Sein vor 22 Jahren gestürzter CDU-Vorgänger Eberhard Diepgen kam persönlich ins Berliner Abgeordnetenhaus, um die Wahl Wegners zu verfolgen. Diepgen kennt den 50jährigen Versicherungskaufmann und Geschäftsführer aus Spandau noch als Chef der Jungen Union Berlins. Damals beschrieben ihn Weggefährten als „rechten Hardliner“, der in der Leitkultur-Debatte des Jahres 2000 die multikulturelle Gesellschaft ablehnte, einen Auftritt Jörg Haiders in Berlin besuchte, in einer Rede forderte, „endlich ein gesundes Verhältnis zur Nation zu entwickeln“, und 2001 mit dem Wahlkampfmotto „Dynamisch Demokratisch Deutsch“ ins Abgeordnetenhaus einzog. Zwanzig Jahre später plädierte Wegner dafür, Hans-Georg Maaßen müsse Mitglied der CDU bleiben, wofür ihm sein Landesparteifreund Mario Czaja öffentlich einen „riskanten Rechtskurs“ vorwarf. 

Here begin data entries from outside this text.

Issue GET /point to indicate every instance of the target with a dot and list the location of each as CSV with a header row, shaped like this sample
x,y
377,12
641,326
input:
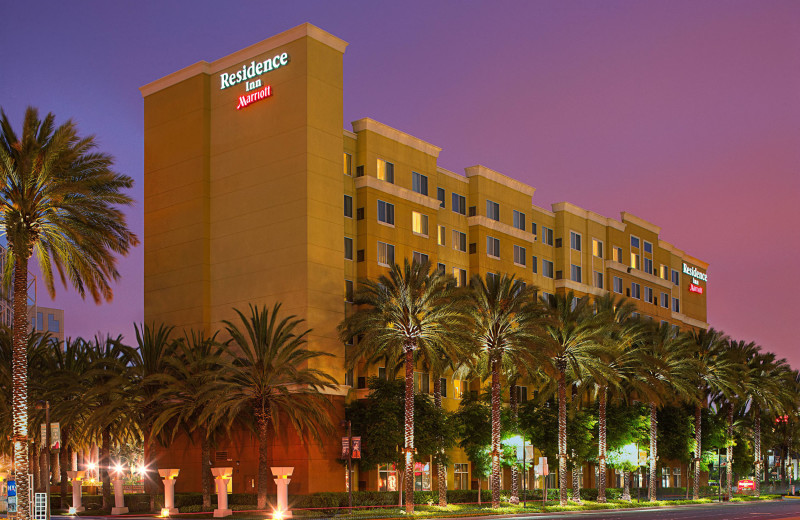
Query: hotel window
x,y
461,476
492,210
575,241
598,279
547,236
519,220
618,285
648,265
348,164
459,204
547,268
385,254
519,255
419,223
387,477
461,277
348,206
385,212
575,273
385,171
348,248
348,290
460,241
493,247
419,183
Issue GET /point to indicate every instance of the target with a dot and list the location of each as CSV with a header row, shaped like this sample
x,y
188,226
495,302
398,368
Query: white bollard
x,y
283,476
119,498
221,477
76,477
169,476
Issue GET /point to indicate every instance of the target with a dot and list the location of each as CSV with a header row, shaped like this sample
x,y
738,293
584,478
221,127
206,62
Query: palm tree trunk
x,y
441,469
514,405
757,450
205,467
653,451
495,431
729,453
562,433
409,429
105,463
601,445
19,406
698,450
264,474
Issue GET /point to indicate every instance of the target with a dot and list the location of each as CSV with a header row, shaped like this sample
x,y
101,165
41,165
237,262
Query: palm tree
x,y
410,311
182,397
720,376
269,379
505,317
59,200
574,339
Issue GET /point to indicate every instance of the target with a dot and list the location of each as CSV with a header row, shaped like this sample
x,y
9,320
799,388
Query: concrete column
x,y
221,478
119,498
76,477
169,476
282,478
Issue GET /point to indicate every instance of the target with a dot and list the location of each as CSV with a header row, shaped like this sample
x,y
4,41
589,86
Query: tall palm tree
x,y
574,338
269,379
720,376
505,319
59,201
182,396
408,312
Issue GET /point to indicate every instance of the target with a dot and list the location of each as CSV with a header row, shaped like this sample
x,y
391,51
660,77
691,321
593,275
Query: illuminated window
x,y
385,171
492,210
419,223
519,255
547,268
597,248
419,183
493,247
574,241
519,220
460,241
348,164
386,212
385,254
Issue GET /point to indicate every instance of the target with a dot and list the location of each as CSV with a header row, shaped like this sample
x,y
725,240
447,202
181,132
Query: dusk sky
x,y
686,114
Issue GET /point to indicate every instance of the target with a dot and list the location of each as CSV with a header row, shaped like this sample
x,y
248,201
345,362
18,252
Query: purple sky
x,y
686,114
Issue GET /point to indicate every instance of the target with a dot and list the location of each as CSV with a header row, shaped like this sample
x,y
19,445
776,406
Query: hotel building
x,y
254,193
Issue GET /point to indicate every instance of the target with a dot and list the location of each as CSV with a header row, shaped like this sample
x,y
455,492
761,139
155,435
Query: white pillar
x,y
221,478
76,477
169,476
282,477
119,498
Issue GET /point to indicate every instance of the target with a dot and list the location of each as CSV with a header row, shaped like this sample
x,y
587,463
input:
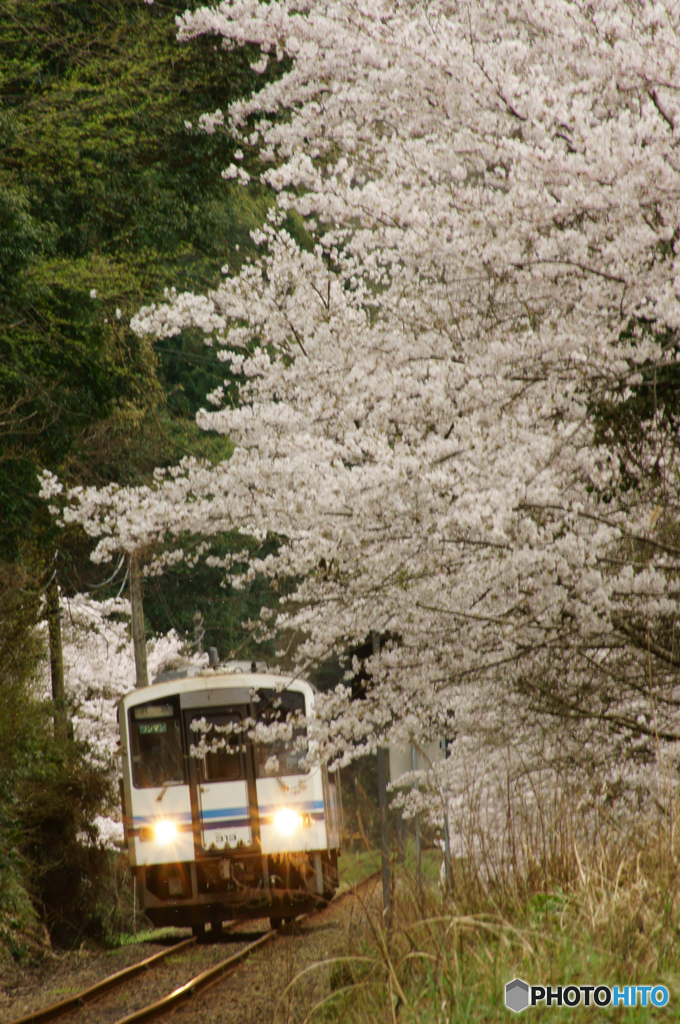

Selbst die taz nahm Wegner gegen den Vorwurf in Schutz, rechts zu sein, und stellte ihm einen Persilschein aus.

Inzwischen betreibt Czaja als Generalsekretär der Bundes-CDU den Parteiausschluß Maaßens. Was sagt Wegner dazu? Nachdem der Ex-Verfassungsschutzchef in einem Interview eine „rot-grüne Rassenlehre“ angeprangert hatte, verkündete der Berliner CDU-Chef, Maaßen habe „eine Grenze überschritten“ und „in der CDU nichts mehr zu suchen“. Tatsächlich nahm selbst die taz Wegner gegen den Vorwurf in Schutz, rechts zu sein, und stellte ihm einen Persilschein aus: Schon früh sei er für einen „pragmatischen“ Umgang mit der PDS, schwarz-grüne Koalitionen und die „Homo-Ehe“ gewesen.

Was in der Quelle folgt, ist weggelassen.